Lucky for me my parents were both “I didn’t save anything for retirement, my kids will take care of me when I’m older”, so I don’t have to suffer through this.
Lucky for me my parents were both “I didn’t save anything for retirement, my kids will take care of me when I’m older”, so I don’t have to suffer through this.
No one should expect to inherit anything when their loved ones die.
The worst people are those that are too lazy to build something on their own, but sit around praying for their parents death so they can inherited and live an easy life.
My aunt talked her mom out of kitchen remodel because it’s going to cost so much (that she’ll get smaller ineritance then) while my grandmom, who already spends most of her time alone at home then can’t even spend her savings to make her surroundings a bit nicer.

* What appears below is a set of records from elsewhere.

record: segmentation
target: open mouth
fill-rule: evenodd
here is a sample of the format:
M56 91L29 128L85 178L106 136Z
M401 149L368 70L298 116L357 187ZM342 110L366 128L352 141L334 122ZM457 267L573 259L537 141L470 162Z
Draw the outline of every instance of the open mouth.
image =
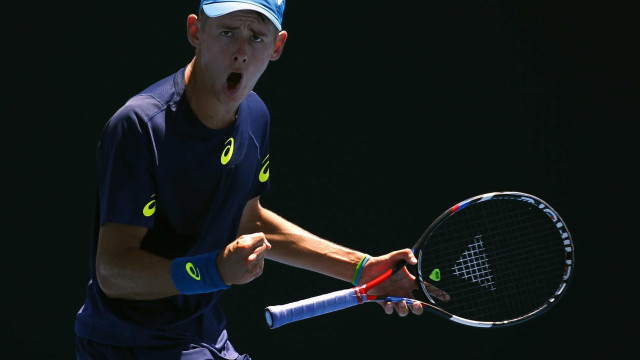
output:
M227 77L227 88L235 89L238 84L240 84L240 80L242 80L242 74L237 72L232 72Z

Lewis Carroll has an interesting piece about that. Brings up the point that if someone works hard to benefit the community, and their wealth represents the response of the community to repay that person’s work, perhaps it’s not unreasonable that that person’s request is, “repay it to my children,” i.e. inheritance.
I still don’t get it. So, he benefits from society, then the ethical thing to do is to set up his own family not the society he benefits from?
To a wife of that time, I understand - that is someone who did unpaid labor for decades so that he could have a career. So that money, yes she helped earn it.
I dunno, something about the whole system offends me. Taking more than you need, then directing the excess to your own kids. If literally every family could do it, sure. But how it works now just attenuates inequality.
He gives benefit to society. That’s how he gets rich: by giving a benefit to society, and his riches represent the unpaid recompense from society back to him.
If he were living, he could, for instance, buy a restaurant meal with that money. In that way, society would pay him back by cooking him a meal at the restaurant.
Instead he leaves the money to his children, and they - for instance - buy a car. Then, society pays back the man who benefited them by providing a car to his child.
What a benevolent view of rich people. Not sure I share it. Some subset of them probably fit this mold but plenty got rich wrecking the environment, deferring and externalizing costs that ought to have been borne by the business. Not leaving a better world for others to enjoy. So they extracted wealth from society and instead of that $ going towards mitigation of those damages they pass it to their kids and leave the cleanup for the rest of us.
Well, sure, wealth acquired unjustly is not made okay by inheriting it. But I feel that’s a separate question from that of inheritance.
Where possible, its nice to leave something. It’s not nice to expect or demand it.